Energies renouvelables : ça va coûter cher au contribuable, selon la Cour des comptes

L’Etat a trop privilégié le développement du solaire au détriment d’autres énergies, selon la Cour des comptes.

L’Etat a trop privilégié le développement du solaire au détriment d’autres énergies, selon la Cour des comptes. - -

La Cour des comptes critique, dans un rapport publié jeudi, la politique de l’État en faveur des énergies renouvelables. Selon les Sages, l'objectif en la matière est trop élevé et va nécessiter d'importants surcoûts à la charge du contribuable et du consommateur.

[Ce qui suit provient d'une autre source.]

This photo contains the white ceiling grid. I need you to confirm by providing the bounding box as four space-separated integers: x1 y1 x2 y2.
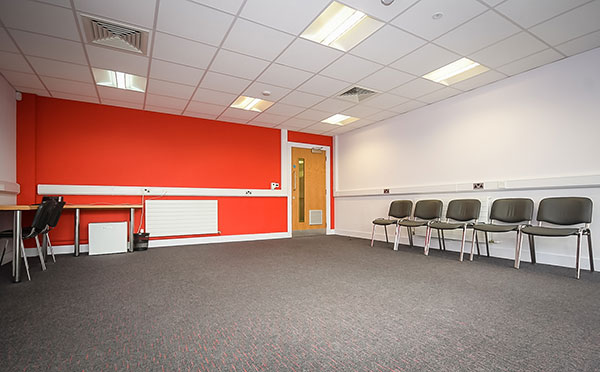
0 0 598 135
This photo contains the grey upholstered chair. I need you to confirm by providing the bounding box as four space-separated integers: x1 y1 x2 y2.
520 197 594 279
396 199 443 251
472 198 534 265
371 200 413 248
427 199 481 261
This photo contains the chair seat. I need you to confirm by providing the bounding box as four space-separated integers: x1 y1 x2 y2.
430 221 465 230
473 223 519 233
0 227 36 239
522 226 580 237
372 218 397 226
397 219 429 228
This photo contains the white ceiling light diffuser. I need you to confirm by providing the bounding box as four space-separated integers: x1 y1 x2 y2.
301 2 383 52
230 96 273 112
92 68 146 92
322 114 359 126
422 58 489 86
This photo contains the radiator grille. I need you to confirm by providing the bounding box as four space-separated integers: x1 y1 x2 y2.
145 200 218 237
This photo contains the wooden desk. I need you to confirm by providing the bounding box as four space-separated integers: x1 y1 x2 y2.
0 204 142 283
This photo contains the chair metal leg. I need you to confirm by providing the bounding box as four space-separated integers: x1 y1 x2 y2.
528 235 536 264
484 232 490 257
0 240 6 268
47 234 56 263
437 230 442 250
424 227 432 256
408 227 414 247
576 232 582 279
370 225 375 247
475 232 481 256
393 224 400 251
469 229 476 261
514 230 522 269
35 236 47 271
441 230 447 251
459 227 466 262
20 239 31 281
587 231 594 272
384 225 389 243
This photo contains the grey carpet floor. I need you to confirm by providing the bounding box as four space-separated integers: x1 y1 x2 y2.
1 235 599 372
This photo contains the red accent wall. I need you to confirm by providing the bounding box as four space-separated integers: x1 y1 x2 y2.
16 94 299 245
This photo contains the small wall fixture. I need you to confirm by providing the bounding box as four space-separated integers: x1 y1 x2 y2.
381 0 395 5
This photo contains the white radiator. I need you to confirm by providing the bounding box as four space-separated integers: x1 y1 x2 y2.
145 200 218 237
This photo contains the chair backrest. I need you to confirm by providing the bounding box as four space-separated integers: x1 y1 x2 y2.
413 199 443 220
47 201 66 229
537 197 593 225
388 200 413 219
490 198 534 223
42 195 64 202
29 199 57 236
446 199 481 222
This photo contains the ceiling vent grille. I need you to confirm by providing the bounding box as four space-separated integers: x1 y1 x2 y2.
338 86 378 103
81 15 149 55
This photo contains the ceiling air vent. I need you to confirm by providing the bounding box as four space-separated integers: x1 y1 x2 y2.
81 15 149 55
338 86 378 103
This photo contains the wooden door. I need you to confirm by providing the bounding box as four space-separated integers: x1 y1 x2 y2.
292 147 326 233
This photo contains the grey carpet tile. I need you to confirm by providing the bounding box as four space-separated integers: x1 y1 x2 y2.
0 235 599 371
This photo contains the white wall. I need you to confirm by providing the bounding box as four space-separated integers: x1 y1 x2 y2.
335 47 600 270
0 74 17 265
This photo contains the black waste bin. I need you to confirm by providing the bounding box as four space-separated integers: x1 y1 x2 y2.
133 233 150 251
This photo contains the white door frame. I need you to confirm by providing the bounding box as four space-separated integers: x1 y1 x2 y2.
286 141 332 235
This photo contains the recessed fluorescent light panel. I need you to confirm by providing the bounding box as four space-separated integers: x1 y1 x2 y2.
422 58 489 86
301 1 383 52
322 114 359 126
92 68 146 92
230 96 273 112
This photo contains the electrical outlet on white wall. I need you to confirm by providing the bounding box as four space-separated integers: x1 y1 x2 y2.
271 182 279 189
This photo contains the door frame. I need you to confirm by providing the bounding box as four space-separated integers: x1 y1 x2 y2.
287 141 332 236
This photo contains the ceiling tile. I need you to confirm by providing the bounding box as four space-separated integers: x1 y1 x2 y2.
240 0 329 35
312 98 355 113
253 112 288 125
301 126 329 135
0 70 44 90
327 125 355 135
147 79 196 99
365 110 398 121
102 99 143 110
529 1 600 46
14 86 50 96
391 43 460 76
183 111 219 120
417 86 461 103
0 0 80 41
145 94 188 110
0 51 33 73
556 30 600 57
51 92 99 103
152 32 217 69
339 0 419 22
218 115 250 124
41 76 97 97
0 28 18 53
145 105 183 115
210 49 270 80
243 82 290 101
321 54 382 83
276 38 343 73
346 118 375 129
188 0 244 15
279 91 325 107
497 48 563 76
303 122 339 133
97 86 144 103
451 70 506 91
186 101 227 115
390 78 444 99
192 87 237 105
389 99 426 114
264 102 305 116
496 0 590 28
223 18 294 60
470 32 547 69
37 0 72 7
29 57 92 82
362 93 408 110
295 108 331 121
199 71 251 94
257 63 313 89
157 0 233 46
340 104 380 118
349 25 426 65
74 0 157 28
11 30 87 65
357 67 413 92
150 59 205 87
220 107 259 120
248 121 279 128
478 0 504 6
434 10 520 55
86 45 148 76
279 117 314 129
297 74 350 97
392 0 487 41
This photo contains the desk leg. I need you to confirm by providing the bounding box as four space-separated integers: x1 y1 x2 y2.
129 208 134 252
74 208 80 256
13 210 21 283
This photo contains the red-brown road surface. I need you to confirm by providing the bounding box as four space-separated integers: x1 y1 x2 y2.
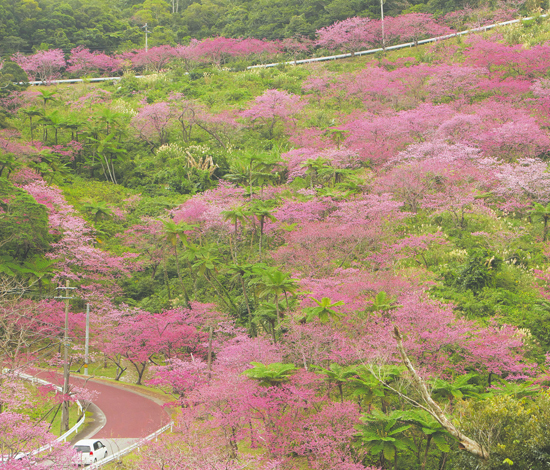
33 369 170 439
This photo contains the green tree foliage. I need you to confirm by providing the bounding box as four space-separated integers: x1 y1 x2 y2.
531 202 550 241
314 363 357 402
456 392 550 470
301 296 345 324
0 60 27 94
356 409 415 469
242 361 297 386
0 179 51 275
0 0 495 52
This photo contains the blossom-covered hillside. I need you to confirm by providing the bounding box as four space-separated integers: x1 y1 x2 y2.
3 11 550 470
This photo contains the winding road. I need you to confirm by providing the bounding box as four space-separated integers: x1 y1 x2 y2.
32 369 171 440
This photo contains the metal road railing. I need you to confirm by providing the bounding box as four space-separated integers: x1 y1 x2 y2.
248 14 548 69
16 372 87 445
88 421 174 469
0 370 87 462
23 76 143 86
18 13 548 86
6 370 173 467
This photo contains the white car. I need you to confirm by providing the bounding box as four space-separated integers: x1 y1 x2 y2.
73 439 108 466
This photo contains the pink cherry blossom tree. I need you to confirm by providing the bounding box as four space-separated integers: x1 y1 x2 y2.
316 17 376 55
232 38 280 63
241 90 305 138
194 109 242 149
67 46 122 76
426 65 486 105
195 37 240 67
130 45 177 72
102 305 208 384
483 157 550 205
20 181 134 302
0 412 76 468
532 78 550 107
281 37 313 64
12 49 66 83
385 14 454 47
174 40 203 72
149 357 208 400
465 37 550 78
131 102 173 148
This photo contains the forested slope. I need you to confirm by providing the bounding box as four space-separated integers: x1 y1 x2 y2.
0 0 539 54
3 8 550 470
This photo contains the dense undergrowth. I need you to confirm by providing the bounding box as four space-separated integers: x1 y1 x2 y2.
3 13 550 470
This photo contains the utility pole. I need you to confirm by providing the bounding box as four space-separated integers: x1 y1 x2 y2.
55 281 75 434
381 0 386 51
84 303 90 376
142 23 151 52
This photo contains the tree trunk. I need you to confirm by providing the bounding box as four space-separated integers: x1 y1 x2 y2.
174 245 190 306
207 326 213 380
162 246 172 301
249 420 256 448
130 360 147 385
259 217 264 260
114 359 127 381
283 290 290 312
213 274 239 313
270 321 277 343
186 259 197 298
438 452 448 470
233 220 238 261
422 435 432 470
274 294 280 325
205 272 235 312
393 327 489 460
249 165 253 199
240 274 252 333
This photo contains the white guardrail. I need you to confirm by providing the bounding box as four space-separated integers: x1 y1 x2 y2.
0 370 86 463
88 421 174 469
8 370 174 467
248 13 548 69
17 372 87 446
17 13 548 86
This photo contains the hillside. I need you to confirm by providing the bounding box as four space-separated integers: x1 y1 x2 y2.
0 0 535 54
2 10 550 470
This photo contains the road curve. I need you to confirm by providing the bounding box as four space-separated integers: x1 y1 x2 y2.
34 370 170 439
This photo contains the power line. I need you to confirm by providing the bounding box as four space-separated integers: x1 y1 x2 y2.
3 306 89 337
0 342 59 379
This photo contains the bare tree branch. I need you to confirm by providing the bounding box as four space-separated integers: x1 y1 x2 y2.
393 326 489 460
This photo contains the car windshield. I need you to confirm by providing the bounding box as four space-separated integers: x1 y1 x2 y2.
74 445 91 453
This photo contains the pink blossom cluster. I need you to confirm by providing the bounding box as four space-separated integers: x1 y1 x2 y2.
282 147 361 182
172 181 246 231
316 13 456 53
12 49 66 83
20 181 135 301
66 46 122 75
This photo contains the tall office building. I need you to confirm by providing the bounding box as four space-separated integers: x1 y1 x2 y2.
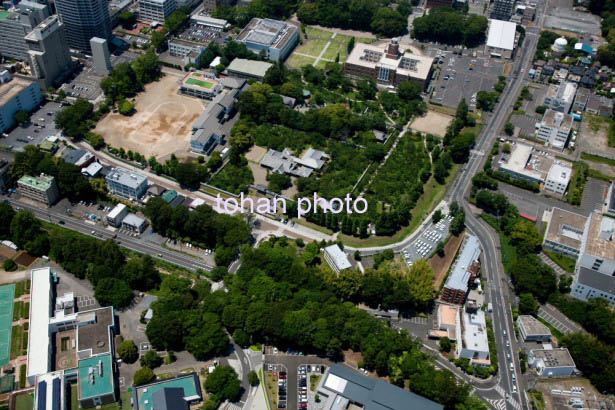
25 15 73 88
491 0 515 21
138 0 177 23
0 2 50 60
55 0 112 52
90 37 112 75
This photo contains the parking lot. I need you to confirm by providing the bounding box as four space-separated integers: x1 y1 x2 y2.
177 23 226 45
401 214 453 268
264 354 332 410
1 102 61 152
429 52 505 109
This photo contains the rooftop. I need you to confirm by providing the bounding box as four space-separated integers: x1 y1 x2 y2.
107 203 127 219
577 265 615 295
318 365 443 410
324 244 352 271
544 207 587 250
261 148 313 178
546 162 572 185
499 143 548 182
181 71 220 91
531 348 575 368
541 109 573 129
62 148 87 165
439 304 459 327
227 58 273 78
27 267 53 379
517 315 552 337
236 18 298 50
123 213 146 227
18 174 54 191
0 75 35 107
444 234 481 292
77 306 114 356
105 167 147 190
546 82 577 103
584 212 615 260
346 42 434 81
461 310 489 355
133 373 202 410
486 19 517 51
78 353 114 399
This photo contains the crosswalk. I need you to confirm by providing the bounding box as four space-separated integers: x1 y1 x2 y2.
494 384 506 397
224 403 242 410
507 396 521 410
403 316 428 325
486 398 506 410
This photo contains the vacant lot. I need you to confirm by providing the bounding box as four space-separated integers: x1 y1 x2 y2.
411 110 454 137
94 73 206 160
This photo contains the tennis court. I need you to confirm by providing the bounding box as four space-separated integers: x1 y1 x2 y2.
0 284 15 366
185 78 214 88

Les dépenses publiques en faveur des énergies renouvelables coutent extrêmement cher, et en plus elles ne sont pas efficaces ! La Cour des Comptes, dans un rapport dévoilé jeudi, dresse un constat sévère de la politique de l’Etat vis-à-vis des énergies renouvelables. L’objectif, déjà, paraît très ambitieux : les énergies « propres » devront représenter 23% de la consommation d’ici 2020, alors qu’elle n’en représente aujourd’hui que de 13,1%. L'effort à faire représente donc « globalement six à sept fois ce qui a été réalisé » lors des sept années précédentes, relève la Cour des comptes. En gros, il va falloir augmenter franchement les investissements. Le hic, c’est que cela coûte déjà très cher : entre 2005 et 2011, le coût de la politique de soutien mise en place par les pouvoirs publics a représenté 14,3 milliards d'euros en cumulé pour le contribuable et le consommateur. D’ici la fin de la décennie, le consommateur aura payé un surcoût de 40 milliards d’euros.

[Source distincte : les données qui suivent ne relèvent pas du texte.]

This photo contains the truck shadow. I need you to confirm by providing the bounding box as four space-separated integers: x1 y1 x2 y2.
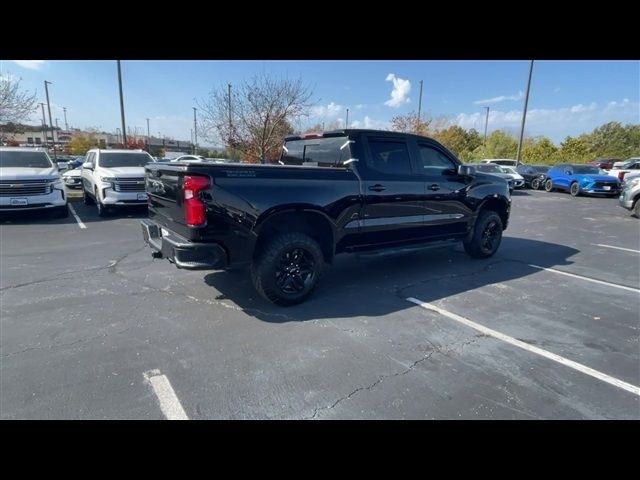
203 237 579 323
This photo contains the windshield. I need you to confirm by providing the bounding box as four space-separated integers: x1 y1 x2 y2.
98 152 154 168
0 151 53 168
474 163 503 173
501 166 517 174
484 160 516 166
573 165 601 174
532 166 549 172
281 136 352 167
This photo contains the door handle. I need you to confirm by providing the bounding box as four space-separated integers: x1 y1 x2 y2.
429 184 440 191
368 184 386 192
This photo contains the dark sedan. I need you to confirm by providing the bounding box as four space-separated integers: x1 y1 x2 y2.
516 164 549 189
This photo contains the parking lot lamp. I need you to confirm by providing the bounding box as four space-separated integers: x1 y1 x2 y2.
44 81 57 161
515 60 534 166
117 61 128 148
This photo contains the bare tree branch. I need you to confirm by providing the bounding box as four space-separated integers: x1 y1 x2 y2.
0 74 37 126
199 73 313 163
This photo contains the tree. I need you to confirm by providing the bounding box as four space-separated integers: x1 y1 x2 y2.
521 137 558 165
199 74 313 163
389 111 431 136
0 74 37 126
557 135 592 163
432 125 483 157
66 133 100 155
471 130 518 159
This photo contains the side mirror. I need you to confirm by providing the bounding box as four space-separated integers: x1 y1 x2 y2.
457 165 474 176
82 162 94 170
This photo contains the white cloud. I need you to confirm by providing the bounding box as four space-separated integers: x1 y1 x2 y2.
355 104 365 110
452 99 639 140
473 91 523 105
310 101 343 118
12 60 46 70
349 116 389 130
384 74 411 108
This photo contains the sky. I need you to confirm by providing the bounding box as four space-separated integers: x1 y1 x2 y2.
2 60 638 147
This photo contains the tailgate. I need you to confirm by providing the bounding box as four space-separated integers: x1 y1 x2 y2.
145 163 192 239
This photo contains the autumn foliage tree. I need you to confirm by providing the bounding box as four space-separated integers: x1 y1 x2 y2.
66 133 100 155
389 111 432 136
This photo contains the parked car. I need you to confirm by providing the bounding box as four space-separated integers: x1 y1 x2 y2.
480 158 518 167
141 129 512 305
585 158 619 171
170 155 207 163
466 163 515 192
516 164 549 189
607 158 640 182
499 166 525 189
62 166 83 189
613 157 640 169
81 149 155 216
544 163 620 197
0 147 68 217
66 157 85 170
618 175 640 218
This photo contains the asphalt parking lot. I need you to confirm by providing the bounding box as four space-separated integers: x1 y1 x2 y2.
1 188 639 419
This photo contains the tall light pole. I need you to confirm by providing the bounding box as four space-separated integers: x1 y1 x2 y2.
146 118 151 152
116 60 128 148
345 108 349 128
482 106 490 145
515 60 534 166
39 103 47 147
63 107 68 130
192 106 198 155
228 83 232 147
44 81 57 160
417 79 424 124
55 118 60 130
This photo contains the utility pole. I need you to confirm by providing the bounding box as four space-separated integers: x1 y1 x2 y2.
322 121 325 131
345 108 349 129
39 103 47 147
44 81 57 160
515 60 534 166
55 118 60 129
192 106 198 155
417 80 424 123
482 106 490 145
63 107 68 130
116 60 128 148
146 118 151 152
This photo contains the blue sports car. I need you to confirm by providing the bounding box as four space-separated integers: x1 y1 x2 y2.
544 163 620 197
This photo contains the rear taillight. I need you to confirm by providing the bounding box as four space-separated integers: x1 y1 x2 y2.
183 175 209 227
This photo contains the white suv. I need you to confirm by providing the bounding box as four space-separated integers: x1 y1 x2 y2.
0 147 68 217
81 149 154 216
480 159 518 167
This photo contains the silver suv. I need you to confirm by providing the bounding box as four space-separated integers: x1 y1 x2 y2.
81 149 154 216
0 147 68 217
619 175 640 218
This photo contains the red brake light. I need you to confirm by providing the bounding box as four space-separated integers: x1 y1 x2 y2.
183 175 209 226
302 133 323 139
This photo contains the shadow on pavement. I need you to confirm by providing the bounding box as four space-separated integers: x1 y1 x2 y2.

« Le consommateur y perd forcément »

« Pour le moment le consommateur y perd forcément, explique Nicolas Goldberg, spécialiste énergie pour la société de conseil Columbus. Le renouvelable s'achète 4 à 8 fois plus cher que l'électricité classique, donc oui, le consommateur paie la montée en puissance du renouvelable. Mais sur le long terme, quand les tarifs baisseront lorsque les énergies renouvelables seront matures, là le consommateur pourra potentiellement y gagner. Mais il faut choisir les filières dans lesquelles on peut être compétitif. On a fait certains choix malencontreux de créer une filière de zéro alors que d'autres pays avaient déjà de l'avance. L'exemple classique c'est le solaire, alors que l'on pouvait faire les investissements sur d'autres filières, comme la biomasse par exemple ». Voilà un autre problème pointé du doigt par la Cour des comptes. L’Etat a trop privilégié le développement du solaire au détriment d’autres énergies. L'électricité photovoltaïque capte près des deux tiers de la part dévolue aux renouvelables et ponctionnée sur les factures d’électricité des ménages, alors qu'elle ne produit que 2,7% de l'électricité « verte » en France.

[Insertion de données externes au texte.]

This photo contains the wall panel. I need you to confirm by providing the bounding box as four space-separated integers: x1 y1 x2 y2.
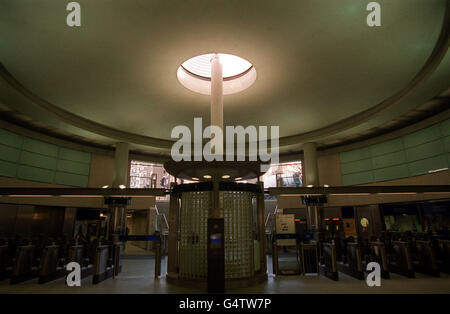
0 128 91 187
339 119 449 185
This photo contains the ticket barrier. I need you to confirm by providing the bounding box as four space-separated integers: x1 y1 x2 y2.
272 243 301 275
0 243 10 280
323 218 345 263
369 241 390 279
413 240 439 277
67 244 93 279
113 242 123 277
92 244 114 284
389 241 415 278
272 239 319 276
300 243 320 275
10 244 38 284
38 244 66 284
338 242 364 280
120 234 163 279
320 242 339 281
436 239 450 273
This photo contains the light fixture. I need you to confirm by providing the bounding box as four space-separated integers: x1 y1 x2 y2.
177 53 257 95
182 53 252 78
324 185 329 187
306 185 313 188
102 185 109 189
119 185 126 189
428 168 449 173
203 175 212 179
235 177 242 181
222 175 231 179
192 177 200 181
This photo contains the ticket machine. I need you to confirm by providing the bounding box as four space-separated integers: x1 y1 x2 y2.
207 218 225 293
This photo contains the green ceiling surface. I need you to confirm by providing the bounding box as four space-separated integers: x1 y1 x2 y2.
0 0 448 153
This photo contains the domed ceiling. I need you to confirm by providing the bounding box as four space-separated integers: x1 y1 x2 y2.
0 0 449 158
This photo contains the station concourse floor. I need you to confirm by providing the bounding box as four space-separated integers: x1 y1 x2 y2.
1 256 450 294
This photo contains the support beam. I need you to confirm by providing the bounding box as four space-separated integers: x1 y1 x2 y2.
303 142 319 187
210 54 224 132
113 142 130 188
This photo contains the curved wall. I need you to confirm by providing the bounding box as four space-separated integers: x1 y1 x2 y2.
339 118 450 186
0 128 91 187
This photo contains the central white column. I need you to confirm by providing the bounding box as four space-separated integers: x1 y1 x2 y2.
210 54 224 131
303 142 319 186
113 142 130 188
303 142 320 233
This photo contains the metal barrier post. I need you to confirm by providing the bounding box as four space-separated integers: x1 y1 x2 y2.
155 234 161 279
272 241 278 275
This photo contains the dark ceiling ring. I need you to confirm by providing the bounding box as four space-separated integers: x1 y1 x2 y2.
0 63 175 149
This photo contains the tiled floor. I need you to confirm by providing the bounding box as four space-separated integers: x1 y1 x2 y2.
1 257 449 294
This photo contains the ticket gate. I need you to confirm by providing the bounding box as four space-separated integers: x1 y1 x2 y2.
38 244 66 284
92 244 113 284
300 243 320 275
414 240 440 277
0 243 10 280
389 241 415 278
338 242 364 280
120 234 163 279
320 242 339 281
10 244 37 284
436 239 450 273
272 242 301 275
322 218 345 262
369 241 390 279
67 243 93 279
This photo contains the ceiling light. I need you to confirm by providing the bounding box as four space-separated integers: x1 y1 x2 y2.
192 177 200 181
307 185 313 188
235 177 242 181
222 175 230 179
119 185 126 189
182 53 252 78
177 53 257 95
203 175 212 179
324 185 329 187
102 185 109 189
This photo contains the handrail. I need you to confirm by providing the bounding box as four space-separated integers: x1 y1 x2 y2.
155 204 169 232
265 205 278 232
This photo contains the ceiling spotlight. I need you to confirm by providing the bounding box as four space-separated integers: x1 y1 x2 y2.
306 185 313 188
222 175 230 179
192 177 200 181
235 177 242 181
203 175 212 179
324 185 329 187
119 185 126 189
102 185 109 189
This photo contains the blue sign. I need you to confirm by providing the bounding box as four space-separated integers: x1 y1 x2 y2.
120 235 159 241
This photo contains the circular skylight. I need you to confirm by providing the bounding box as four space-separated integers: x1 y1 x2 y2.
177 53 257 95
181 53 252 79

« On a plus fait dans le m’as-tu-vu plutôt que dans l’efficacité »

« Il faut réduire la voilure, demande Lucas Léger, spécialiste des énergies renouvelables à l'Institut de recherche économique et fiscal, un think-tank libéral. Il y a eu un gros lobbying du photovoltaïque et de l’éolien pour des énergies très peu efficaces, notamment l’éolien qui produit très peu et revient très cher. On a plus fait dans le m’as-tu-vu plutôt que dans l’efficacité alors que nos finances publiques ne nous le permettent pas. Et ça ne permet pas non plus de réduire la facture du consommateur. Ça n’a aucune cohérence ».

« 125 000 emplois créés »

Réduire la voilure ? Surtout pas répond Jean-Louis Bal, président du syndicat des énergies renouvelables (SER, représente 480 entreprises du secteur) : « Il n’y a pas que des coûts, mais aussi des bénéfices et notamment de la création d’emploi. Si on attend les objectifs de 2020 sur le renouvelable, on pense qu’on va créer 125 000 emplois, ce qui est loin d’être négligeable. On va réduire le déficit commercial de 3,5 milliards, c’est-à-dire environ 5% de l’actuel déficit. Et il y a les effets sur les émissions de gaz à effets de serre eux aussi très conséquents ». La Cour des comptes ne remet d’ailleurs pas en cause la politique française en matière d’énergies renouvelables. Message principal: « Il faut redoubler d'efforts pour améliorer le rapport coût-efficacité de chacun des dispositifs d'aide existants et savoir arbitrer sur les soutiens aux différentes filières ». Autre conseil : réorienter les aides « vers les filières les moins coûteuses au mégawattheure produit » (éolien terrestre, biomasse, etc.) tout en veillant aux avantages industriels qu'elles procurent à la France.